The books I’ll be reading are most likely going to be old and most likely about Christmas. There is a long tradition of the Christmas ghost story––think of Charles Dickens and his Christmas Carol and all the spirits that appear in that tale. My mom and sister confided in Seth and me just tonight, in slow, hushed voices, that our great niece Joy––my sister’s little 3-year old granddaughter and my mom’s great-granddaughter––was in my old room at my family’s home with her mom just the other day and quietly announced to her mom that, “Oh, there’s Pop.” Pop, her name for my dad, her buddy. She loved him something crazy and if she can see him looking after her, well, who are we to discredit what she sees? Kids seem to be better connected to possibilities than adults. The ancient Celts thought of all these spokes in the wheel of the year––Midwinter the one we’re at now––as times when the bridge between the physical world and the spiritual world was more easily crossed.

I like to think of myself as open to these things, and so the story did not surprise me, but rather made me smile. I’ve felt Dad’s presence myself, and if he’s watching over me, certainly he’s watching over his little great-granddaughter, too. And certainly at Christmastime. It is part of the magic of this night and of this season. The nights are at their longest and darkest. The lights we illuminate, candles and electric bulbs alike, pierce the darkness, call down the light. The music and foods, carried down through the centuries, connect us to the past and the future. The stories, especially that of the child born in a barn amongst the animals on a cold winter’s night, are bridges, as well. We gather those we love and pull them close, as close as we can. We laugh, we cry, we sing, we pray. We bask in the glowing radiance of the light piercing the powerful darkness.
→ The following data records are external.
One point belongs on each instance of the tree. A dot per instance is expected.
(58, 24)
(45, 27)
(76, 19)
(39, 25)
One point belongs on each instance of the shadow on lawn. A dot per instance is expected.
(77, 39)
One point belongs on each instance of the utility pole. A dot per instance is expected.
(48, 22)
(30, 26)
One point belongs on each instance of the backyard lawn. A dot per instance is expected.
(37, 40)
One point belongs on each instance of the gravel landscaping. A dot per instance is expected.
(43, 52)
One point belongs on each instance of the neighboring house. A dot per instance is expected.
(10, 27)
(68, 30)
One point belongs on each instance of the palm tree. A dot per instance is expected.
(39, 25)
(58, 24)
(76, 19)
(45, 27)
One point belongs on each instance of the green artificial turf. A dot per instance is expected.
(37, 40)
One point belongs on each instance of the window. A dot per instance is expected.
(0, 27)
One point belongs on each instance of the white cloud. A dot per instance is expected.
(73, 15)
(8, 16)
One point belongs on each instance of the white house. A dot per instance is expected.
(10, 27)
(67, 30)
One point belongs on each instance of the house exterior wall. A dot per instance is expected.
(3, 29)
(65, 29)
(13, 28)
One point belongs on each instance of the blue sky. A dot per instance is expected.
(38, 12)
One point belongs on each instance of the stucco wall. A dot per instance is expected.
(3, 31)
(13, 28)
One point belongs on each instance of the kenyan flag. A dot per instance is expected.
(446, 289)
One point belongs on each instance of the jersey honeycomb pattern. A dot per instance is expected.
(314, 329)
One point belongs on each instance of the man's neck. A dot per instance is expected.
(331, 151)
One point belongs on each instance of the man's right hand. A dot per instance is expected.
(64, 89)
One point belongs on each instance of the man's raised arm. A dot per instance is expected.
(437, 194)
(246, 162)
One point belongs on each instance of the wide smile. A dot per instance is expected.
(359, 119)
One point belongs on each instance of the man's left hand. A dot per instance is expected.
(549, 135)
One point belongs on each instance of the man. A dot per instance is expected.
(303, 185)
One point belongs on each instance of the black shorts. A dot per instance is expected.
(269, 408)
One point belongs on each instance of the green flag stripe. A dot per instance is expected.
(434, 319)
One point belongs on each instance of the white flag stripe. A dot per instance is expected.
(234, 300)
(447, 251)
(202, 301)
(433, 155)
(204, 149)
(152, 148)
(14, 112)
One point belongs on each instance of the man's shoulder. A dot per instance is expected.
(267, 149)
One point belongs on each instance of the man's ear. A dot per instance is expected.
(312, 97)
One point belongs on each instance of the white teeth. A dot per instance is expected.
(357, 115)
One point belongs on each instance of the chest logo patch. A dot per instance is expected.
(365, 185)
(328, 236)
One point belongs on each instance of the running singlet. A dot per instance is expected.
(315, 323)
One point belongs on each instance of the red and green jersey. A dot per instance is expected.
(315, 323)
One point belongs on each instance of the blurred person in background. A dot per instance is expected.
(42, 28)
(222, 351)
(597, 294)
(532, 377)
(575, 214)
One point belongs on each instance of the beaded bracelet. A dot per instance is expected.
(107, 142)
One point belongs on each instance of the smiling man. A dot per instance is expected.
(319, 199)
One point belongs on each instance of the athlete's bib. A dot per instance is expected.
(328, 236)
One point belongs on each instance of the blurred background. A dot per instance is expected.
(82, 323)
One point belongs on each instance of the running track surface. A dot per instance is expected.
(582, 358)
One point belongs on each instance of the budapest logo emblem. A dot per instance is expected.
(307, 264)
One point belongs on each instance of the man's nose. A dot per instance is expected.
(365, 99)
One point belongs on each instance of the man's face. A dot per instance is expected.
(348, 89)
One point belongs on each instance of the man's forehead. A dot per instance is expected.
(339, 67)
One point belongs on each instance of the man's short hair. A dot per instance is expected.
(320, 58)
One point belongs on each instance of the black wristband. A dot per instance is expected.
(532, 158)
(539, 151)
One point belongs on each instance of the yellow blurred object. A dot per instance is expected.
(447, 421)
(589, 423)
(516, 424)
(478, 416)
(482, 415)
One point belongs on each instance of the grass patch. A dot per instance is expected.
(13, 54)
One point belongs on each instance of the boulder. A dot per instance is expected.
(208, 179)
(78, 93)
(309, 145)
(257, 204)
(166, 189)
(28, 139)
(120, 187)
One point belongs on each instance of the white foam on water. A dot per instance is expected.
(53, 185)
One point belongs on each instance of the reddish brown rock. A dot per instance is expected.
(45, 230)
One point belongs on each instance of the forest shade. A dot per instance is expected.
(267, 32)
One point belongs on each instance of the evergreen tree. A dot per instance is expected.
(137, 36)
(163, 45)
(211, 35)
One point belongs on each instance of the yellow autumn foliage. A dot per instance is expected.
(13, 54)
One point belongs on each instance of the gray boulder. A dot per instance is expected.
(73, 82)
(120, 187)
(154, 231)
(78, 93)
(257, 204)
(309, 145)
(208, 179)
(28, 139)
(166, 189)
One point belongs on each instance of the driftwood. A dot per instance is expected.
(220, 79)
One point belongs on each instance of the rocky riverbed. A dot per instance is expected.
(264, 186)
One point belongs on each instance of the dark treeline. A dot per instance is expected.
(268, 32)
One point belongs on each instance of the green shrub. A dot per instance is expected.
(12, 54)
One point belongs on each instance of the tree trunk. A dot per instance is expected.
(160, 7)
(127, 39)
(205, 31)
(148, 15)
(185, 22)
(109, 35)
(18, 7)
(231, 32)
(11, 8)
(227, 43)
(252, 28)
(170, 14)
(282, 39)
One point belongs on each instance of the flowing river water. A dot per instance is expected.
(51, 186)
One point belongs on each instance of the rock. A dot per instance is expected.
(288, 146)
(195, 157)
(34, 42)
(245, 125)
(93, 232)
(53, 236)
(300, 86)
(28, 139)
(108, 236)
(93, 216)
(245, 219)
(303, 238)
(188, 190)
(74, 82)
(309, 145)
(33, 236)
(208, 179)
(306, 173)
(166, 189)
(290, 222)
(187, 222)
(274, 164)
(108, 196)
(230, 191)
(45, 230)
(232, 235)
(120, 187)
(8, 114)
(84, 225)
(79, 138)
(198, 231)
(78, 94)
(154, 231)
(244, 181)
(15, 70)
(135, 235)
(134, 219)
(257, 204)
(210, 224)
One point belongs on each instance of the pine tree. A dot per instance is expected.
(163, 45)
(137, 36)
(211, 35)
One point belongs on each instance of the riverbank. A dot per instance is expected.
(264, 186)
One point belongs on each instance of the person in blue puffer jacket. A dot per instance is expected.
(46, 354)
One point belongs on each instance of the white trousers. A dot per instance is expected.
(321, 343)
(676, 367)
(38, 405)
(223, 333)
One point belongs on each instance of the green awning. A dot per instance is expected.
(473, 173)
If we allow the spirit to carry us, nothing, when we get right down to it, feels like these days feel. I’ll be with you, if I can muster the energy each day (and I think I can), through all Twelve Days of Christmas, writing about each of them. “You’ll be visited by three spirits,” Jacob Marley’s ghost tells Ebenezer Scrooge, but I guess in my version of the story, you’ll be visited by twelve. I pray you’ll make me welcome, much like Father Christmas himself, who comes each year, welcome or welcome not. But for now, to all of you: A very merry Christmas.

The advent candles are almost burnt down. On Sunday morning, we light three purple candles and one rose. By evening, though, it will already be Christmas Eve. And our daily advent candle, burning for a few hours each night, is ready soon to announce Christmas’ arrival.